What is serendipity and what does it have to do with gardening? Webster defines serendipity as the faculty of making fortunate and unexpected discoveries by accident.
If gardeners look carefully, they can find new plants growing in the garden everyday. Many people call these things weeds but a more careful observation could reveal surprises. Nature has a way of teaching the gardener different ways of thinking about what is appropriate to grow in any area.
One gardener might be upset that an area beneath the trees is filled with wood’s violet, if grass is what was wanted. Another gardener might just be delighted to have the lovely violets with their lush leaves and bright purple blossoms.
One man loves the fast-growing spiderwort-type plants that come up every year in his yard. They cover the ground and have the smallest blue blossoms – about the size of a match-head. His friend dislikes the plant immensely as it takes over an area she wanted to keep open and clear.

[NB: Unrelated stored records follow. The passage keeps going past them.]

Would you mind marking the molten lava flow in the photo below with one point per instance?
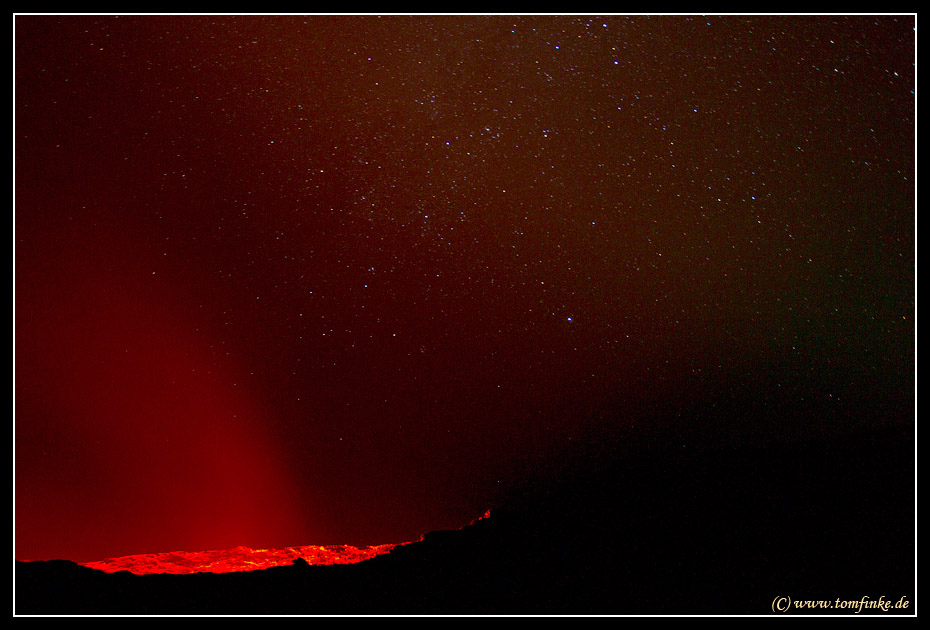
(237, 559)
(242, 558)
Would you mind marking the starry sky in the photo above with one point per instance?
(334, 279)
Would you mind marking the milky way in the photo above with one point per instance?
(290, 280)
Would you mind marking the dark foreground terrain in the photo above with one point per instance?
(667, 531)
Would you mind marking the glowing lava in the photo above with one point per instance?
(236, 559)
(242, 558)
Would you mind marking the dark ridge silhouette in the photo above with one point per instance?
(668, 531)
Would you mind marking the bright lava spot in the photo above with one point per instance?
(236, 559)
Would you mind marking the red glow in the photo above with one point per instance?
(242, 558)
(236, 559)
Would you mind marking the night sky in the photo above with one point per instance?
(291, 280)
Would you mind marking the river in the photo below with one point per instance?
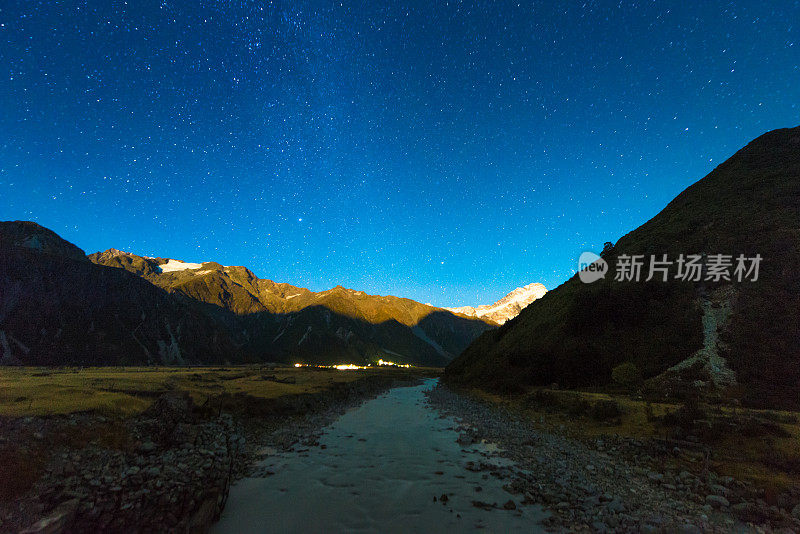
(378, 469)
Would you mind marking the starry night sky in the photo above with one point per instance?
(444, 151)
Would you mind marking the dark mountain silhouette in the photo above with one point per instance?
(743, 338)
(56, 307)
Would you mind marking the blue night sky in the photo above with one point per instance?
(444, 151)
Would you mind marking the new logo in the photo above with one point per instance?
(591, 267)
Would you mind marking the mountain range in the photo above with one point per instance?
(59, 306)
(675, 337)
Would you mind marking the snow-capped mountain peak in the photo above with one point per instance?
(507, 307)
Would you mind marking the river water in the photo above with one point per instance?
(381, 467)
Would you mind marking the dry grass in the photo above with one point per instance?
(124, 391)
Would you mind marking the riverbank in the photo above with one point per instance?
(610, 483)
(169, 466)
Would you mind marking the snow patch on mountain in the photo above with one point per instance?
(507, 307)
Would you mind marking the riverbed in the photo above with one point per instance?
(391, 465)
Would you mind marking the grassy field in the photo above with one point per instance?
(123, 391)
(758, 446)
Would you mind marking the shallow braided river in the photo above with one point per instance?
(378, 469)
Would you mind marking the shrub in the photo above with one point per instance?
(626, 374)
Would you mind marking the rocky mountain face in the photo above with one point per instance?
(507, 307)
(57, 307)
(282, 322)
(741, 339)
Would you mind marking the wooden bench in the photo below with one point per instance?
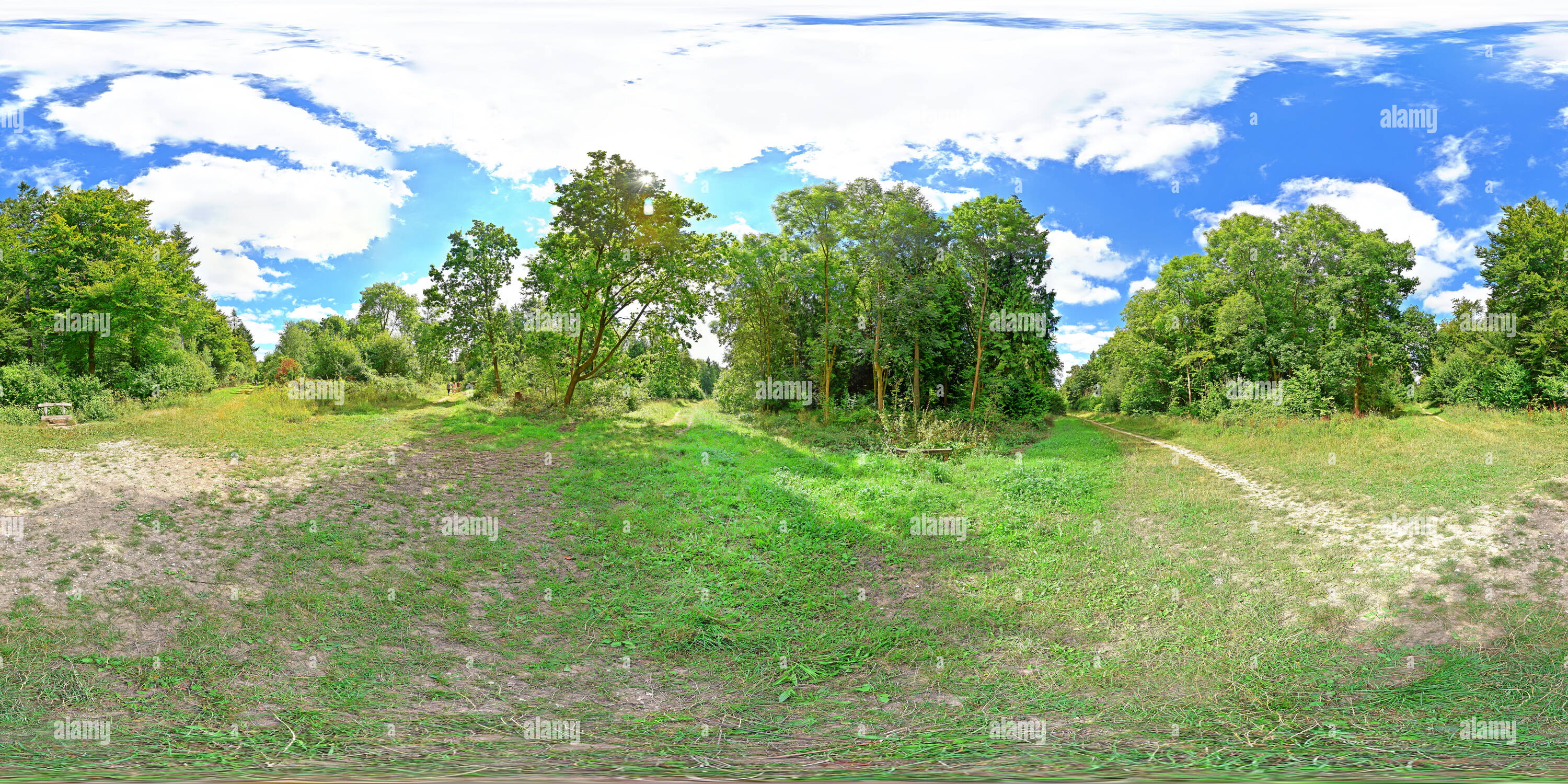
(59, 421)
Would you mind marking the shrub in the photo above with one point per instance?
(391, 356)
(339, 358)
(287, 371)
(186, 375)
(1213, 402)
(27, 385)
(1054, 402)
(1304, 396)
(736, 391)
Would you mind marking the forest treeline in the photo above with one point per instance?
(868, 298)
(1316, 303)
(864, 302)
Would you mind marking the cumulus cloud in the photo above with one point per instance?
(741, 228)
(236, 276)
(314, 313)
(143, 110)
(1076, 262)
(418, 287)
(239, 206)
(1076, 342)
(1440, 253)
(408, 77)
(1442, 303)
(1454, 167)
(262, 328)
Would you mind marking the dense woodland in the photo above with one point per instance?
(866, 294)
(1316, 302)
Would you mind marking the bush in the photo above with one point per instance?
(1304, 396)
(287, 371)
(339, 358)
(189, 374)
(1056, 403)
(736, 391)
(1213, 403)
(1024, 399)
(391, 356)
(27, 385)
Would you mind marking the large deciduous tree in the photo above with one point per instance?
(607, 255)
(465, 292)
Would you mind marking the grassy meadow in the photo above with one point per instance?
(742, 596)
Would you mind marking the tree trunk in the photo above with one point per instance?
(827, 341)
(974, 386)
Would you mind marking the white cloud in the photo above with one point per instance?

A solution for that problem is to change the growth factors that naturally govern what will come up. These factors are soil, water, food and light. If any of these conditions are changed, different plants will come up as volunteers.
Your soil can be analyzed and then changed by adding potassium, nitrogen, or phosphorus – as the soil test recommends. Or more or less water and mulch could be used in a given location. Or, if established plants shade an area, those plants can be thinned to let in more light. Any of these changes could alter the “climate” to better accommodate the plants you prefer.
Or another approach – find plants that like the same condition as the volunteering “weeds” and let them flourish. This is a way to benefit from your newfound knowledge – your serendipity.